What factors do you believe underlie the gap in achievement between groups of students or that impede learning for all students?
What we know is all students have the ability to learn and be successful, so it is up to us as a school system to ensure they have the support they need to reach their full potential.  We must recognize that all too frequently issues of racial bias creep into our classrooms.  It is imperative our teachers receive thoughtful and ongoing professional development related to issues of diversity, equity & inclusion to understand the role things like implicit bias play in students’ success in the classroom.  But we also know students impacted by poverty face significant challenges outside of school related to food & housing insecurities, they may be regularly impacted by trauma, and they typically have less access to learning resources.  Those barriers create obstacles for students to be truly engaged in education so we need to ensure first all students’ basic needs are met, which will open the door for them to be truly present in their education.

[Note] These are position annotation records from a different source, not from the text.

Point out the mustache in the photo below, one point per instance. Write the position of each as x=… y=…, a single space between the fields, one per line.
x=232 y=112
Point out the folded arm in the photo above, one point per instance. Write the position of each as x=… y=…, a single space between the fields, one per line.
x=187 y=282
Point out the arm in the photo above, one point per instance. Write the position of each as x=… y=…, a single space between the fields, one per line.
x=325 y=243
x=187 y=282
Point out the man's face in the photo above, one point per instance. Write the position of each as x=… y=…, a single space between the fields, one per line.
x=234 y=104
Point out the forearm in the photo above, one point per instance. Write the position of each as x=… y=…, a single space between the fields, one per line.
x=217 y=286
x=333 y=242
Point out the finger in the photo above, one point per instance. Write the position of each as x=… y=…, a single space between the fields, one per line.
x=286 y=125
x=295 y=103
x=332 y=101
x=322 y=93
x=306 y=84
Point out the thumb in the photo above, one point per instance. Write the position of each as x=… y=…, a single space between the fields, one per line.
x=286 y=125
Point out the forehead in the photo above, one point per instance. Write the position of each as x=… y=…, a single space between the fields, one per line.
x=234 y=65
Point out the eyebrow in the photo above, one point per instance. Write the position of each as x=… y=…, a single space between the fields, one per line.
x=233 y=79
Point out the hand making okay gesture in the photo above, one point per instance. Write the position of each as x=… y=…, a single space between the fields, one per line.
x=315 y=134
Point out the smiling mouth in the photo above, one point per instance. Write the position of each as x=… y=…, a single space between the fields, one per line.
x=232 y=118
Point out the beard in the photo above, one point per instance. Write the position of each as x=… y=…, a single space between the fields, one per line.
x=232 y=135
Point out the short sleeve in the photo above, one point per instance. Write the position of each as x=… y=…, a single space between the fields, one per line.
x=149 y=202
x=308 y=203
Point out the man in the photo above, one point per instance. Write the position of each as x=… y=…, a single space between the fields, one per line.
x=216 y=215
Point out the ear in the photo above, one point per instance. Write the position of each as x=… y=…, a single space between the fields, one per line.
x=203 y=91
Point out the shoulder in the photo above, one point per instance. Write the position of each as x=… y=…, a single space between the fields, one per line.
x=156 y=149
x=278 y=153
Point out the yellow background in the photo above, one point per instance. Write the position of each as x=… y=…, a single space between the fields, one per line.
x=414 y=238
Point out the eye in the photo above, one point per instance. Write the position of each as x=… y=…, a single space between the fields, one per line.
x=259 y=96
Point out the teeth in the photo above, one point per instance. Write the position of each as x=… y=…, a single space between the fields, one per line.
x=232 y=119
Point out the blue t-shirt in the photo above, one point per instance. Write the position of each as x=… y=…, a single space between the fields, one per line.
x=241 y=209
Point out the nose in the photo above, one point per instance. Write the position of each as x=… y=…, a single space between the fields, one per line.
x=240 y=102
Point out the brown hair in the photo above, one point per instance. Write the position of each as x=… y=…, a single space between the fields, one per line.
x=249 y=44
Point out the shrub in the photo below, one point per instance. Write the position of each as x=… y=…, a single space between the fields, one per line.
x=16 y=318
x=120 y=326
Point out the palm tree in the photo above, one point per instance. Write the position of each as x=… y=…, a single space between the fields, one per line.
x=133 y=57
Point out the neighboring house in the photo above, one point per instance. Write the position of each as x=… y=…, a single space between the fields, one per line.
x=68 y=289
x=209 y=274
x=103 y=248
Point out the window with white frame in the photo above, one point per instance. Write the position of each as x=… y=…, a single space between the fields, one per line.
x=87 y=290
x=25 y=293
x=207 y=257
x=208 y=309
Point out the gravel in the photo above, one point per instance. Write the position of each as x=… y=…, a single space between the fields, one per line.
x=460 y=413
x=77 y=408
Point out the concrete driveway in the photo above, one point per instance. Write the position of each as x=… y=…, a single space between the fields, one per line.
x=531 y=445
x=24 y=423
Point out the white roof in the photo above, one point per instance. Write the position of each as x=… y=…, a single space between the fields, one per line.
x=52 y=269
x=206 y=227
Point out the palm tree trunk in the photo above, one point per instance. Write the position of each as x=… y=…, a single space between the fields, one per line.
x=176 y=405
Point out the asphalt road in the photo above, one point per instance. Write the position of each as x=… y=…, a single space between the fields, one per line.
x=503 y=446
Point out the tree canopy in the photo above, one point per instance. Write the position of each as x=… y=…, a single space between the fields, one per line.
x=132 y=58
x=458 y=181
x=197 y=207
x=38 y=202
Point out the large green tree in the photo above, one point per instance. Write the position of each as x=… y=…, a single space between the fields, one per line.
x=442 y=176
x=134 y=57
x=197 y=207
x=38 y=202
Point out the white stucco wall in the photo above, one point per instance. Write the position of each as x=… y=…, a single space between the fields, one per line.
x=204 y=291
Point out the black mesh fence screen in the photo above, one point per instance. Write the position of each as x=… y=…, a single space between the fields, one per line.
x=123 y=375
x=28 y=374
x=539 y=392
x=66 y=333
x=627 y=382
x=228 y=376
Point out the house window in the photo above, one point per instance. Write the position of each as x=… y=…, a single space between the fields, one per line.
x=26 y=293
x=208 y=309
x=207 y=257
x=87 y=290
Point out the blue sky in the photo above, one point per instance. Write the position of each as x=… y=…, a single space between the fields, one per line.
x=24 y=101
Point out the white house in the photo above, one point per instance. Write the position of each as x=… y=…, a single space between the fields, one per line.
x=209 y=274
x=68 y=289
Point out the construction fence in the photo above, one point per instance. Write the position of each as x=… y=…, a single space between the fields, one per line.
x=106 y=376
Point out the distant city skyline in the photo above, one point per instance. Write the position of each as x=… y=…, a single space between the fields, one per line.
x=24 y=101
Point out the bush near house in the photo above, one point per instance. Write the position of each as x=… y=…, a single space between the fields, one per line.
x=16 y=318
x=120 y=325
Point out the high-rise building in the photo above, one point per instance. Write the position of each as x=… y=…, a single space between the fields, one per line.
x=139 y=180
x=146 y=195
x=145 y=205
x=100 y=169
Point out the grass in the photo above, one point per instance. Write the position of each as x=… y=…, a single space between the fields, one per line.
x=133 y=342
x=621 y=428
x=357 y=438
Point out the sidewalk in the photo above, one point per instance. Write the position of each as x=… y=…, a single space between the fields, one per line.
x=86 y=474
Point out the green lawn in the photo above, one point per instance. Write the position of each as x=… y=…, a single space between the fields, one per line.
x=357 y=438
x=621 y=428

What advice would you give to someone interested in getting involved on serving on a school board?

I believe serving on a school board is one of the most rewarding volunteer opportunities to truly impact the future of Kansas City.   Education should be the great equalizer to allow all students, regardless of the community they come from, to thrive and reach their full potential.  But we have work to do to realize the vision.  Dedicated school board members can be a part of changing the face of education in Kansas City so I would strongly encourage anyone interested in being a board member to get engaged!